Source: YFile - May 3, 2018
Equity and social justice are defining values at York University. The Harriet Tubman Institute for Research on Africa and its Diasporas at York University is emblematic of this deep commitment. This Organized Research Unit (ORU), launched in 2007, is dedicated to overcoming injustice and inequity that are linked to the antiBlack racism that many persons of African descent face in Canada and internationally.
History Professor Michele Johnson, from the Faculty of Liberal Arts & Professional Studies, has served as the director of the Tubman Institute for the last five years, having been interim director from 2012 to 2013. With her term ending next month, Johnson sat down with Brainstorm to reflect on her time at the institute and the impact of this ORU.
Q: How has the Tubman Institute evolved during your time as director?
A: When I assumed the directorship, the Tubman, under the leadership of Professor Paul Lovejoy, had already earned an international reputation for its scholarship on the migrations of Africans, enslaved/forced and free.

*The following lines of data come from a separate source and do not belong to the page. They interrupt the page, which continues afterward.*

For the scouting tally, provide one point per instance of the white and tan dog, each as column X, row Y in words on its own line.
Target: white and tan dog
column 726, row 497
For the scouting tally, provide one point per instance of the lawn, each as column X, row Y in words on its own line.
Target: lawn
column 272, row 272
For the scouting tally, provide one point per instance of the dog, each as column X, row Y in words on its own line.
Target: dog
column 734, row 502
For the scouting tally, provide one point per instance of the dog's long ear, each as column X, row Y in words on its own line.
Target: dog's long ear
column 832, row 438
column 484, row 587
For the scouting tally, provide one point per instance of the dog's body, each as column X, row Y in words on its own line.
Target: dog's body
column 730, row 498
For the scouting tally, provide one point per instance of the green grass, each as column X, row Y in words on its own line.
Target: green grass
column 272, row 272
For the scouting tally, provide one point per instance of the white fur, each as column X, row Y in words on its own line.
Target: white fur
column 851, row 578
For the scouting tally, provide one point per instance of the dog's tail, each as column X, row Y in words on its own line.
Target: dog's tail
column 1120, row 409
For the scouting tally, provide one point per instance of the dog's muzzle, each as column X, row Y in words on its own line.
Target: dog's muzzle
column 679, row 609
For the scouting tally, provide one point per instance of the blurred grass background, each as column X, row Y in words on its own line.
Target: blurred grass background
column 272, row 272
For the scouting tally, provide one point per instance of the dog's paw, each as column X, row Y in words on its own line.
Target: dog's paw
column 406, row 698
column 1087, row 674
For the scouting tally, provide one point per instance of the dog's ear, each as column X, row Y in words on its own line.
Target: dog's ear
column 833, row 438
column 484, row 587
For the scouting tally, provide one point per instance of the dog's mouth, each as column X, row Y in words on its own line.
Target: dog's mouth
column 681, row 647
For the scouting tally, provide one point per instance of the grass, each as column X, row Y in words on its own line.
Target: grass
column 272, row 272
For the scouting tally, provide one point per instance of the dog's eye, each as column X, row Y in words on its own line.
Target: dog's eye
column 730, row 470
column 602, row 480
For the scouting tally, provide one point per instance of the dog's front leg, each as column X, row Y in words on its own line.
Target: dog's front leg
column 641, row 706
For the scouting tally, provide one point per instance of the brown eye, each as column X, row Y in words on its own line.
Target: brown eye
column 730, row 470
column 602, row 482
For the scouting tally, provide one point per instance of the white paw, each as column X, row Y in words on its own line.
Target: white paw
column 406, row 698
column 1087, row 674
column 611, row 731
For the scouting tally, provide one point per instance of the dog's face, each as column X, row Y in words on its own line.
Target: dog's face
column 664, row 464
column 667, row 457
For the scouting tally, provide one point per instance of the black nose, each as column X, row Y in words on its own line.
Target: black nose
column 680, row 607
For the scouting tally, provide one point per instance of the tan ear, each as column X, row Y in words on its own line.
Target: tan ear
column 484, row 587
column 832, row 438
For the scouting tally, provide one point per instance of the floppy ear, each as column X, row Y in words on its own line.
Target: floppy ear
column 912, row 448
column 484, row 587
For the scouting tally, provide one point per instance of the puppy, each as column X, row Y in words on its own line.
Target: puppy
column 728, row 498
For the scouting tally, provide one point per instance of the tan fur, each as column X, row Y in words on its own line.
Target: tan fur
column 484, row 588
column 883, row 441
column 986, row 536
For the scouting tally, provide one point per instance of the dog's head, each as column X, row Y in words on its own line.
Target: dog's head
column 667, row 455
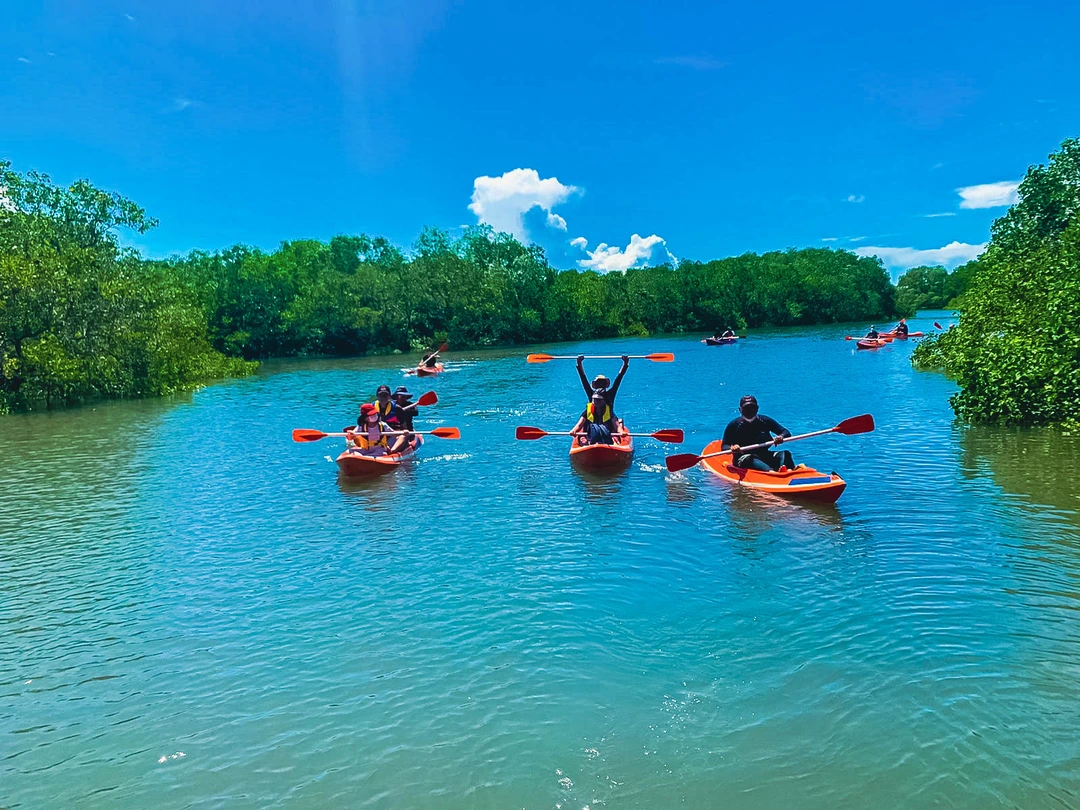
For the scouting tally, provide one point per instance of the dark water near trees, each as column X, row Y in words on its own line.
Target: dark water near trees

My directorship has focused on building on those strengths and encouraging the participation of researchers across a range of disciplines to contribute to the institute’s interdisciplinary and multidisciplinary research agenda.
We have organized ourselves in six research clusters:
- Labour, movement and mobility;
- Expressive culture and belief systems;
- Politics, economics and social justice;
- Genders and sexualities;
- Health and science; and
- Theory, method and practice.
These themes have become the bases of our research seminar, the “Tubman Talks,” where York faculty, graduate students, and visiting and community-based researchers share their research.